Random smoothing data augmentation is a unique form of regularization that can prevent overfitting by introducing noise to the input data, encouraging the model to learn more generalized features. Despite its success in various applications, there has been a lack of systematic study on the regularization ability of random smoothing. In this paper, we aim to bridge this gap by presenting a framework for random smoothing regularization that can adaptively and effectively learn a wide range of ground truth functions belonging to the classical Sobolev spaces. Specifically, we investigate two underlying function spaces: the Sobolev space of low intrinsic dimension, which includes the Sobolev space in $D$-dimensional Euclidean space or low-dimensional sub-manifolds as special cases, and the mixed smooth Sobolev space with a tensor structure. By using random smoothing regularization as novel convolution-based smoothing kernels, we can attain optimal convergence rates in these cases using a kernel gradient descent algorithm, either with early stopping or weight decay. It is noteworthy that our estimator can adapt to the structural assumptions of the underlying data and avoid the curse of dimensionality. This is achieved through various choices of injected noise distributions such as Gaussian, Laplace, or general polynomial noises, allowing for broad adaptation to the aforementioned structural assumptions of the underlying data. The convergence rate depends only on the effective dimension, which may be significantly smaller than the actual data dimension. We conduct numerical experiments on simulated data to validate our theoretical results.

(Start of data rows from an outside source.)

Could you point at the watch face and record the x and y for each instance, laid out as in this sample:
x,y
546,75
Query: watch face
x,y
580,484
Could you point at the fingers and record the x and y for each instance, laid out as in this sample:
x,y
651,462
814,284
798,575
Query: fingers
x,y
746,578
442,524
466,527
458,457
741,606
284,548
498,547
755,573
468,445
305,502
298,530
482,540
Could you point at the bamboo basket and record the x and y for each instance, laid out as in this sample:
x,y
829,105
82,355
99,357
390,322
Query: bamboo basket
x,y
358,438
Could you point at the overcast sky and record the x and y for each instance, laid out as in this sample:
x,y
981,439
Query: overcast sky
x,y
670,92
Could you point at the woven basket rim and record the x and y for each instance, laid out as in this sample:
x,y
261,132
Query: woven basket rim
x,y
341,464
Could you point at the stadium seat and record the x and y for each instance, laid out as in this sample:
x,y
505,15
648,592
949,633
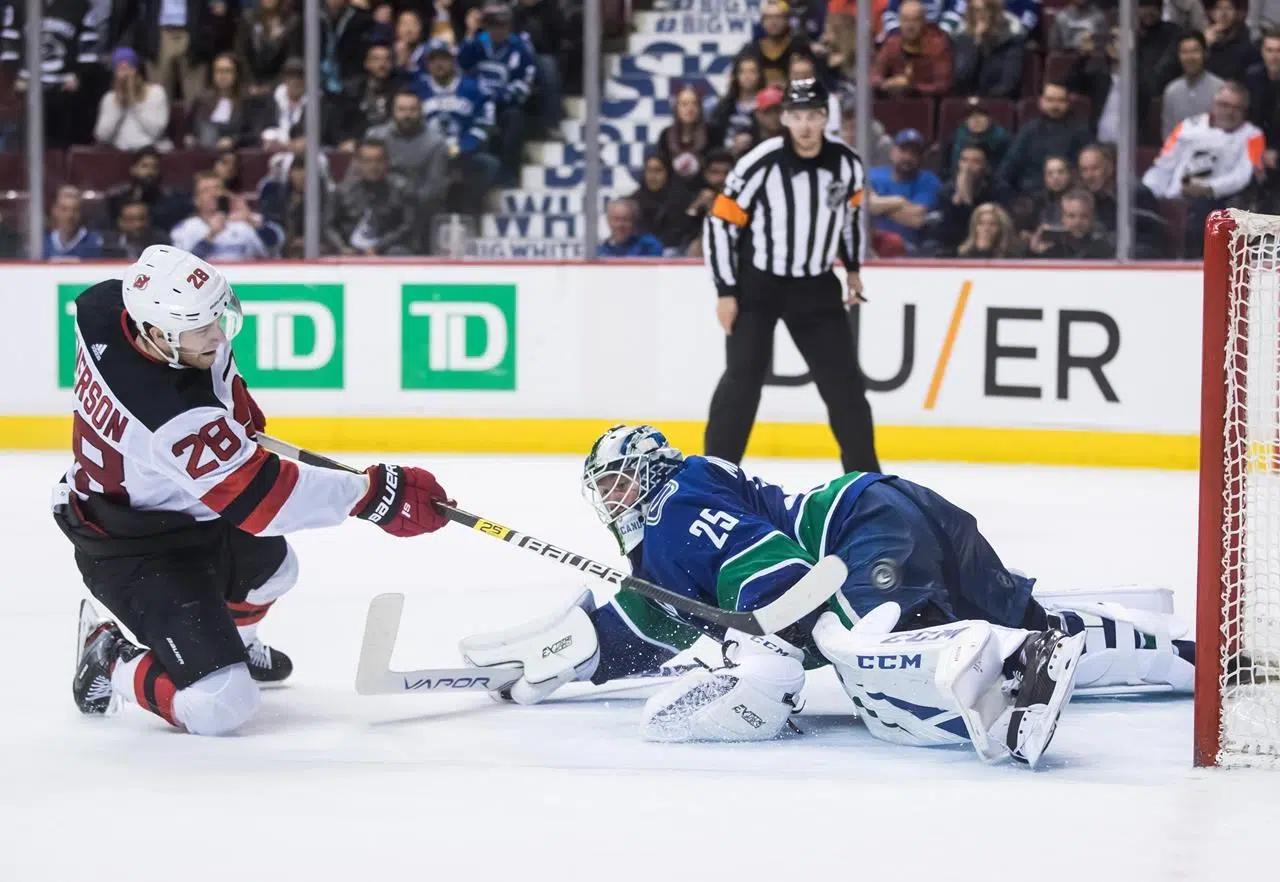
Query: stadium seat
x,y
90,168
905,113
179,168
952,112
254,164
1028,109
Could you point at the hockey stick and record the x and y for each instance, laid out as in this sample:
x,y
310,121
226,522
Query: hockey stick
x,y
374,675
809,593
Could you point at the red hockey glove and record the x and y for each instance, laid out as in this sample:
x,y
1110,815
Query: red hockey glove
x,y
246,410
400,501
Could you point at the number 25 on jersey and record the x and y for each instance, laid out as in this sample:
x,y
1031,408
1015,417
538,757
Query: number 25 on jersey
x,y
713,525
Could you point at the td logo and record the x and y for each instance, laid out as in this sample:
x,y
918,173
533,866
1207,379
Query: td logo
x,y
458,337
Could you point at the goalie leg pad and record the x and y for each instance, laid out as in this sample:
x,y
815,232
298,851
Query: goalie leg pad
x,y
552,650
749,699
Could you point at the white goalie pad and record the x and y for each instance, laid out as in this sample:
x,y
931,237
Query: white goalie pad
x,y
929,686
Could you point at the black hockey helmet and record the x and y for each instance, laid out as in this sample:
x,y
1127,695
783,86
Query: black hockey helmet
x,y
805,94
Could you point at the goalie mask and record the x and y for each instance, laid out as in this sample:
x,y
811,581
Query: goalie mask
x,y
627,465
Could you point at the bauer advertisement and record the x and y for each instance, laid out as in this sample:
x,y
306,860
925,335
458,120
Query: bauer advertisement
x,y
961,362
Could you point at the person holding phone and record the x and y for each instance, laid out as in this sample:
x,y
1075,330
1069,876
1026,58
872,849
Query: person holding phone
x,y
223,227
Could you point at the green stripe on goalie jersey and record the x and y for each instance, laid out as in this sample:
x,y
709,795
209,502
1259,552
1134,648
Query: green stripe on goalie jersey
x,y
816,510
652,624
768,554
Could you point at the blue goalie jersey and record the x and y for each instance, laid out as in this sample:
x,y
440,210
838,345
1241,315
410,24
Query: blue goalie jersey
x,y
726,539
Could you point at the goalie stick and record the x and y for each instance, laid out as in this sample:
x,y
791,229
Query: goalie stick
x,y
374,675
809,593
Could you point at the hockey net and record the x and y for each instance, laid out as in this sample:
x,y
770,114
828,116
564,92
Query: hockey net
x,y
1238,595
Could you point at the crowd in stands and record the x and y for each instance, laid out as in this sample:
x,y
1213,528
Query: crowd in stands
x,y
183,120
996,124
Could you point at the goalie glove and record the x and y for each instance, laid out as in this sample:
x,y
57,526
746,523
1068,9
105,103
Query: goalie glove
x,y
750,698
551,652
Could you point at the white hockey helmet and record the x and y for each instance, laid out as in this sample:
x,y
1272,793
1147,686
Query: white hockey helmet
x,y
627,465
176,291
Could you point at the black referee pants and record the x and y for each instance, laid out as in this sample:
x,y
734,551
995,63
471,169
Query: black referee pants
x,y
814,314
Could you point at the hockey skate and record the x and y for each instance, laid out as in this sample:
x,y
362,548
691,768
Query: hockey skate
x,y
1043,671
99,647
268,665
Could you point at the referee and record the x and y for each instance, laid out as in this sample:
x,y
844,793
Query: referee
x,y
789,208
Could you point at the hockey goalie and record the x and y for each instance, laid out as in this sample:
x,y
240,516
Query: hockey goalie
x,y
933,639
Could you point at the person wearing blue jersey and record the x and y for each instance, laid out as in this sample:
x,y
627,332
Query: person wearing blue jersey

翻译：随机平滑数据增强是一种独特的正则化形式，通过向输入数据引入噪声来防止过拟合，从而促使模型学习更泛化的特征。尽管该方法在多种应用中取得了成功，但关于随机平滑正则化能力的系统研究仍存在空白。本文旨在填补这一空白，提出一种能够自适应且高效学习经典Sobolev空间中各类真实函数的随机平滑正则化框架。具体而言，我们研究了两种底层函数空间：低本征维度的Sobolev空间（包含D维欧几里得空间中Sobolev空间或低维子流形作为特例）以及具有张量结构的混合光滑Sobolev空间。通过将随机平滑正则化作为基于卷积的新型平滑核，我们采用核梯度下降算法（结合早停或权重衰减）即可在这些情形下达到最优收敛速率。值得关注的是，我们的估计器能够自适应底层数据的结构假设并避免维数灾难。这一特性通过注入噪声分布的多样化选择（如高斯、拉普拉斯或一般多项式噪声）得以实现，从而广泛适应上述底层数据的结构假设。收敛速率仅取决于有效维度，该维度可能显著小于实际数据维度。我们基于模拟数据开展数值实验以验证理论结果。